Dr. Erica Tatum-Sheade is a Licensed Clinical Social Worker, Certified Adlerian Play Therapist, and Registered Play Therapist-Supervisor with over 20 years of experience working with children, adolescents, and families. She is the founder of Integrated Mental Health Associates in Scottsdale, Arizona, a thriving private practice employing 12 therapists, and the founder of Play Well with Dr. Erica, a supervision and professional development program committed to training the next generation of play therapists through a lens of empowerment, identity, and belonging.

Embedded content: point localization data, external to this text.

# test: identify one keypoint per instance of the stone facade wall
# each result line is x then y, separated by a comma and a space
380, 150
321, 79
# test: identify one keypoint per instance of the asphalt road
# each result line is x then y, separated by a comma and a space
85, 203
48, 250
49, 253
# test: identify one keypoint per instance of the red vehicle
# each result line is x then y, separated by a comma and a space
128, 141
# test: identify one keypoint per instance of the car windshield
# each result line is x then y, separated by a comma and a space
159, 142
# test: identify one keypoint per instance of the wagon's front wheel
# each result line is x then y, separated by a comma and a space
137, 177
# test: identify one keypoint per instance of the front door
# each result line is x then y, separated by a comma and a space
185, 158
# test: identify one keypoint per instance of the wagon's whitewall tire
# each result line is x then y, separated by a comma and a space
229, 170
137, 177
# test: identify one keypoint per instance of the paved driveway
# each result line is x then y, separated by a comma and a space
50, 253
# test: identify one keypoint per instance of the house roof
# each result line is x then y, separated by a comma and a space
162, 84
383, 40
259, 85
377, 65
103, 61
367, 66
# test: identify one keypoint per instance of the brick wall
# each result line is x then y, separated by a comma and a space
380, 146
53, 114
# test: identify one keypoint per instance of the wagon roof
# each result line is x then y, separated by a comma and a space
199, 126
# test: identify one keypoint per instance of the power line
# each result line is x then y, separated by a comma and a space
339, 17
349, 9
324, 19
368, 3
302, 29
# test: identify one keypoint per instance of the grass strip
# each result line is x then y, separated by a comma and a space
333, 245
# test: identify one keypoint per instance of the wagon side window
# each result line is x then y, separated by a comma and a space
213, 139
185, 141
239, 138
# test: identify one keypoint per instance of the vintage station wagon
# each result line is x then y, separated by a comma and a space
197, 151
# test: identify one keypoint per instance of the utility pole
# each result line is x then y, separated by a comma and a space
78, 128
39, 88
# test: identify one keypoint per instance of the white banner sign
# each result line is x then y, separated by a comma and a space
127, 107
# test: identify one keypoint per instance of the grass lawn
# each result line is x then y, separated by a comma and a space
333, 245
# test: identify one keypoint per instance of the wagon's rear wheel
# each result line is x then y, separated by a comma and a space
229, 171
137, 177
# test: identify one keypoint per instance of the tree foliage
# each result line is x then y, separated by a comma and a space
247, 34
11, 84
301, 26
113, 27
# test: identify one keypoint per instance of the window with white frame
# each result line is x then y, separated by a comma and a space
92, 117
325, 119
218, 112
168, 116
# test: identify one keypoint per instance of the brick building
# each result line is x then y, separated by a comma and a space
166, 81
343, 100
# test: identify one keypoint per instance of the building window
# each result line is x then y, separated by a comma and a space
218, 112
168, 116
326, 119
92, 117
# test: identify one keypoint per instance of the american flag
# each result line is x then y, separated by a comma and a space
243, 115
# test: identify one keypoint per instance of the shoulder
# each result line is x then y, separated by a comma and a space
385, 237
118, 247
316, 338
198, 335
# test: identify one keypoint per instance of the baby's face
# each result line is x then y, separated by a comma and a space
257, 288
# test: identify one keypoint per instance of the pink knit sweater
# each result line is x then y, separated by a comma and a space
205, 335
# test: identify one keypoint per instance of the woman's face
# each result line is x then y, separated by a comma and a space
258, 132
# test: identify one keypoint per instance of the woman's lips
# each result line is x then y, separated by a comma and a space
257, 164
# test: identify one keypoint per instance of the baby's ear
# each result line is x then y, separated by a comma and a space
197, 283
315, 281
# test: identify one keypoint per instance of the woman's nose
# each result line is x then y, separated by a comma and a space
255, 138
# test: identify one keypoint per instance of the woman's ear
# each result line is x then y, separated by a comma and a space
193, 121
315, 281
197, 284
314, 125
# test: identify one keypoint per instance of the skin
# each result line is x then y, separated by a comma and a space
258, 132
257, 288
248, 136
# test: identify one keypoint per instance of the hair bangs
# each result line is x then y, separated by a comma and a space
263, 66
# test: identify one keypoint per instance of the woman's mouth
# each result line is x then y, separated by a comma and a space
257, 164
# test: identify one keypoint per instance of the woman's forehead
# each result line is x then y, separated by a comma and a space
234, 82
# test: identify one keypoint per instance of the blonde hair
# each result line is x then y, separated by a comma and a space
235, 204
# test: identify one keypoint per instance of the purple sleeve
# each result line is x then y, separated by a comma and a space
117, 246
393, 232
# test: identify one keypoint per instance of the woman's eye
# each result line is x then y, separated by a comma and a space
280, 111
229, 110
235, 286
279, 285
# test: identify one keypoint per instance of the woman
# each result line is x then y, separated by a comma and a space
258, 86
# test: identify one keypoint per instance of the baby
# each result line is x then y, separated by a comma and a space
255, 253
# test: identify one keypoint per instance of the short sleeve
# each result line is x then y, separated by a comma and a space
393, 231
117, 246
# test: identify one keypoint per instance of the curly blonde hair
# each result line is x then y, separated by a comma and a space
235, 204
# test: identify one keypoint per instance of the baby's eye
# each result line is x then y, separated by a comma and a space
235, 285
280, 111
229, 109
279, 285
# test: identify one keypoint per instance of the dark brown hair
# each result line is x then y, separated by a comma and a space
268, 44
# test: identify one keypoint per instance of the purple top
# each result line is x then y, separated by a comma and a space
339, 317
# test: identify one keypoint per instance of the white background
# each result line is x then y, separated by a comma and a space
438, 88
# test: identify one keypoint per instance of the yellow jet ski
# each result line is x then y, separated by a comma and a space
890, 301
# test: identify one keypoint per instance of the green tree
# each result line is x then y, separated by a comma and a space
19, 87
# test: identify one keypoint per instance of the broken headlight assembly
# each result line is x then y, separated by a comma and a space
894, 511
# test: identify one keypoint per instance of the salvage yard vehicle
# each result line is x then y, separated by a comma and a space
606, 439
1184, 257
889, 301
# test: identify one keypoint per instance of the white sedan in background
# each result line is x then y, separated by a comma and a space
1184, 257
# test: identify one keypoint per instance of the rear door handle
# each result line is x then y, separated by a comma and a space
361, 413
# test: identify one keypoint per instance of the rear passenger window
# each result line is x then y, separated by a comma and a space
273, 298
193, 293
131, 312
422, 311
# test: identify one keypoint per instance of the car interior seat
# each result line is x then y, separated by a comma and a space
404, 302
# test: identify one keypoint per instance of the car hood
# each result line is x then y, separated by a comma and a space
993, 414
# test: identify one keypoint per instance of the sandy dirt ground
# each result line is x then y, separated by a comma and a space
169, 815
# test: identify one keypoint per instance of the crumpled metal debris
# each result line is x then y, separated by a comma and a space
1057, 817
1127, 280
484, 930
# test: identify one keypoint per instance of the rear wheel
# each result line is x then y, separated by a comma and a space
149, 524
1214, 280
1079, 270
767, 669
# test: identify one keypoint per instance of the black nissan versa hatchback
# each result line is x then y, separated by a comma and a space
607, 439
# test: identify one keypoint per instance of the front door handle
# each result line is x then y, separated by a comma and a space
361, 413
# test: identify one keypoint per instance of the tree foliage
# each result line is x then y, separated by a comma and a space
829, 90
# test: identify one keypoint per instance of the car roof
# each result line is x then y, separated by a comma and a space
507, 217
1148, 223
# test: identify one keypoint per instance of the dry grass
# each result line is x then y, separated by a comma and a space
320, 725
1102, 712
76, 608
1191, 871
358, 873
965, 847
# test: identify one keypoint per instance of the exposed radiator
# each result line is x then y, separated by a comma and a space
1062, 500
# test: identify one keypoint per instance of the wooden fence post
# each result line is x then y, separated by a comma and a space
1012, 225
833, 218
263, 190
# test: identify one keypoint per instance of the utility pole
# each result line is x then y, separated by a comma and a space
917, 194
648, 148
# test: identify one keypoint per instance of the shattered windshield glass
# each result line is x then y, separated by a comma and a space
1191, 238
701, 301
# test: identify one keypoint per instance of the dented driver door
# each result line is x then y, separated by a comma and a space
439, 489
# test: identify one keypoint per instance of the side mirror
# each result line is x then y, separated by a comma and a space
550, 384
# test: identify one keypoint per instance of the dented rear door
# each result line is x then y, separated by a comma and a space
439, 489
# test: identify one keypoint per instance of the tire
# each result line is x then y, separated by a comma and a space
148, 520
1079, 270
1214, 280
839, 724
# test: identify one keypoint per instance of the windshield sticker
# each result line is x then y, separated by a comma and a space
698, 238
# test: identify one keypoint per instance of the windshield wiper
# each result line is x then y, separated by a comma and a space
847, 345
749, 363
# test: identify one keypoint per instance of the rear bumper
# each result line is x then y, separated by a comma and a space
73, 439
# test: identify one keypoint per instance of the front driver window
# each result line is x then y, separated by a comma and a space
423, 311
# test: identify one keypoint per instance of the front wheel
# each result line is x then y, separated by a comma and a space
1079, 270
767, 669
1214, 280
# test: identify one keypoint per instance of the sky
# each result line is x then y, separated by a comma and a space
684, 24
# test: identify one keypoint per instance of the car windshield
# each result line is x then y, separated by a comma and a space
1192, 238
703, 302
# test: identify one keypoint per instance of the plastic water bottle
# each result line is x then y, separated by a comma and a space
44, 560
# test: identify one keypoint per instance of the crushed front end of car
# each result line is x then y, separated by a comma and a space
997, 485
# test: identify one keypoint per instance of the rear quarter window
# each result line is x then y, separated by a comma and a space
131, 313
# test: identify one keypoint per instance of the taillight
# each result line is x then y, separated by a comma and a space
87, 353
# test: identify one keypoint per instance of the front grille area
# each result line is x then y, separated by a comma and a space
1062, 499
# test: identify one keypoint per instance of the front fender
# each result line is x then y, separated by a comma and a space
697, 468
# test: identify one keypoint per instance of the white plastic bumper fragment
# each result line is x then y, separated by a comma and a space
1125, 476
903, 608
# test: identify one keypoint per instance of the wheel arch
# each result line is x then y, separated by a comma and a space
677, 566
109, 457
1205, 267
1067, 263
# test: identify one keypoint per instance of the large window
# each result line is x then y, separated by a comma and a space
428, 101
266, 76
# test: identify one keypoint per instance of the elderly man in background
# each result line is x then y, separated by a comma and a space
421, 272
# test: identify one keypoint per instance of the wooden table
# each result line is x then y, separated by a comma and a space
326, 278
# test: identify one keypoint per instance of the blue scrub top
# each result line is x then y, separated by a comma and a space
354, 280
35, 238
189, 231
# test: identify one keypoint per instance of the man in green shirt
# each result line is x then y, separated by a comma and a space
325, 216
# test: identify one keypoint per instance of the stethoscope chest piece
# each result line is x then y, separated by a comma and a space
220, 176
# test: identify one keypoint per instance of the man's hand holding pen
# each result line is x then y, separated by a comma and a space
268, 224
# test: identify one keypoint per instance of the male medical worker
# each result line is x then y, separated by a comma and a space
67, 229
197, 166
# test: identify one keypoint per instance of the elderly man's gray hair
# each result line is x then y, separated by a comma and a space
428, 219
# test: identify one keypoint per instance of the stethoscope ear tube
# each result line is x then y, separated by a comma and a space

Known for her warmth, authenticity, and fierce advocacy for inclusive mental health care, Dr. Erica specializes in using Adlerian Play Therapy to support youth, particularly girls and children of color, in developing courage, connection, and self-worth. She is a former two-term President of the Arizona Association for Play Therapy, a 2025 Clinician of the Year honoree, a 2024 Phoenix Titan 100 Award winner, the 2024 recipient of the Black Play Therapy Foundation’s Black Excellence in Play Therapy Award, and the author of children’s books Fernando Has Feelings and Layla Goes to Therapy. Her doctoral capstone, Creating Culturally Affirming Spaces for Girls of Color from an Adlerian Framework, reflects the through line of her career: centering Black girls and girls of color in clinical, educational, and systemic conversations about healing.

At the 2026 Black Play Therapy Symposium, Dr. Erica presents Reclaiming Girlhood: Play Therapy Interventions Addressing the Criminalization, Adultification, and Sexualization of Black Girls, a session that confronts the layered and compounding cognitive biases that uniquely target Black girls within educational, clinical, and justice systems. Drawing on her extensive experience facilitating empowerment groups for girls, conducting culturally responsive play therapy, and training clinicians in multicultural practice, Dr. Erica offers both a clinical framework and a call to action. Her work makes visible the ways adultification bias, hypersexualization, and criminalization rob Black girls of childhood, and demonstrates how Adlerian Play Therapy can serve as a powerful, affirming intervention that restores their sense of belonging, worthiness, and joy.